You think? Maybe for Obama. But for an ecommerce site, I’d think “their first priority is to be able to spam me, before they’ve even let me see the merchandise”. By all means have a prominent link to an email list sign up, just like blogs should have a prominent link to the feed, but if that’s all there is, it feels like the site’s all about them the seller, not me the customer. I don’t like that.

jon b February 22, 2008 at 9:11 am

A homepage is a first impression. You only get to do it once.
Would you want your first communication to be – let me hound you before you know me – or would you want it to be – Hi, this is what I am all about. If you would like to learn more, sign up here!
I would lean towards the latter.
Obama missed the mark.

Don Lafferty February 22, 2008 at 11:17 am

The moment I’m asked for my email addy BEFORE I have a chance to evaluate the value, I’m out for good.
God forbid they tease me first and THEN require an email addy to go further.

Douglas Karr February 22, 2008 at 11:21 am

I’m not sure it’s the ONLY reason. A home page should be an organized portal that leads folks into the rest of your website. However, a home page without an option to remain in touch with your visitor is inexcusable.

Sharon February 22, 2008 at 11:19 pm

It’s funny, but I read this from the bottom up. Is there any logic to that? Hm, well I have a strange way of going about things and then I realized the email capture was triplicated. Point seen here, in thrice-mode.
However, it can be a big annoyance to be prompted for email, which I never give as the real one anyway! Another important point is that the email capture may depend on the type of business a person is in. More in my noggin but that is all I care to share for now, thanks. Not gonna leave an email. Heh.

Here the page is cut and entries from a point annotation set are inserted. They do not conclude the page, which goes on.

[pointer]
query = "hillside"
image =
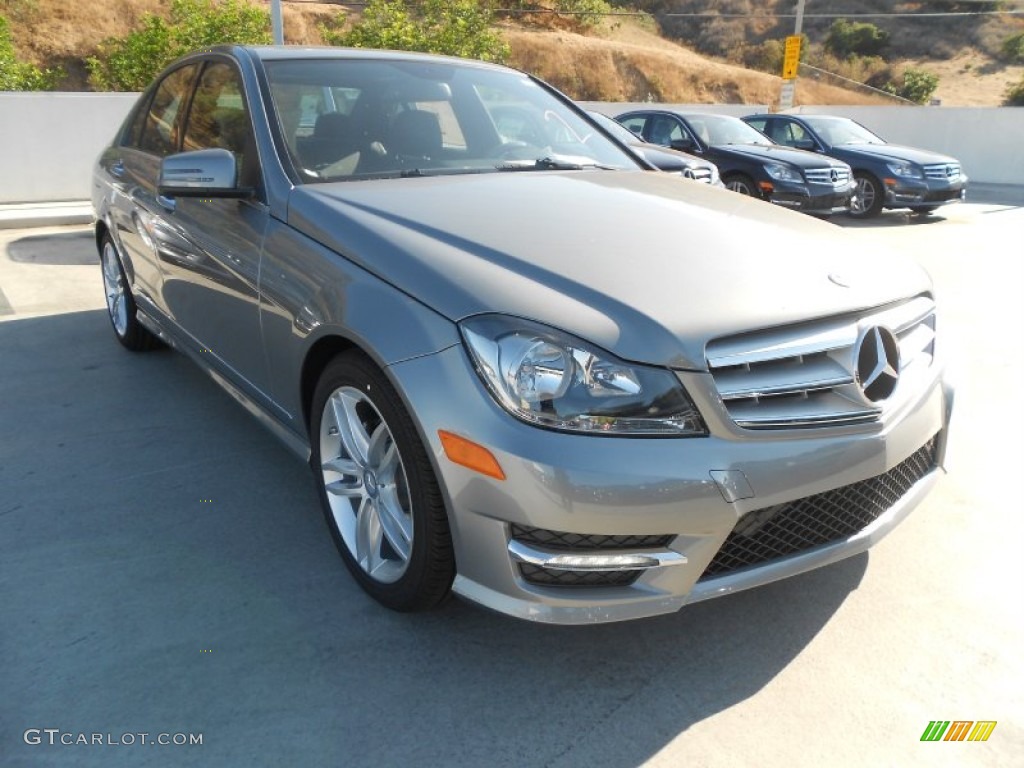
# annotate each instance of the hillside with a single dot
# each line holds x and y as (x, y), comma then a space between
(623, 59)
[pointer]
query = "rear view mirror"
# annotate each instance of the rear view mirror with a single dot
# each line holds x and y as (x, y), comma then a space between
(203, 173)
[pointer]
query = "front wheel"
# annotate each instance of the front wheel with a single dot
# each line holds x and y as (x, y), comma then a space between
(868, 197)
(742, 184)
(120, 303)
(378, 489)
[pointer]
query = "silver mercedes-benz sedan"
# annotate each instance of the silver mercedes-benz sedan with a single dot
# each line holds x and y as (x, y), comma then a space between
(522, 369)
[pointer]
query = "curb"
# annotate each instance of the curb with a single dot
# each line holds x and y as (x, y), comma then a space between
(26, 215)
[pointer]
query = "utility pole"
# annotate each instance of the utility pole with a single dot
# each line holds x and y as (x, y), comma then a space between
(278, 26)
(791, 61)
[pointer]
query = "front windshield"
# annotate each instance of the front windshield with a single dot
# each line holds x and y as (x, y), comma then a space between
(350, 119)
(838, 131)
(721, 129)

Bob Nolin February 24, 2008 at 8:16 pm

My reaction to this page, when I hit it a few weeks ago, was similar to those posted here. I came here to learn about the man, and I’m not willing to put up with a barrage of emails asking for money and time in return for the “privilege” of learning about the candidate. It definitely turned me off. It’s pretty obvious the Obama team feels their website’s main function is to harvest email addresses.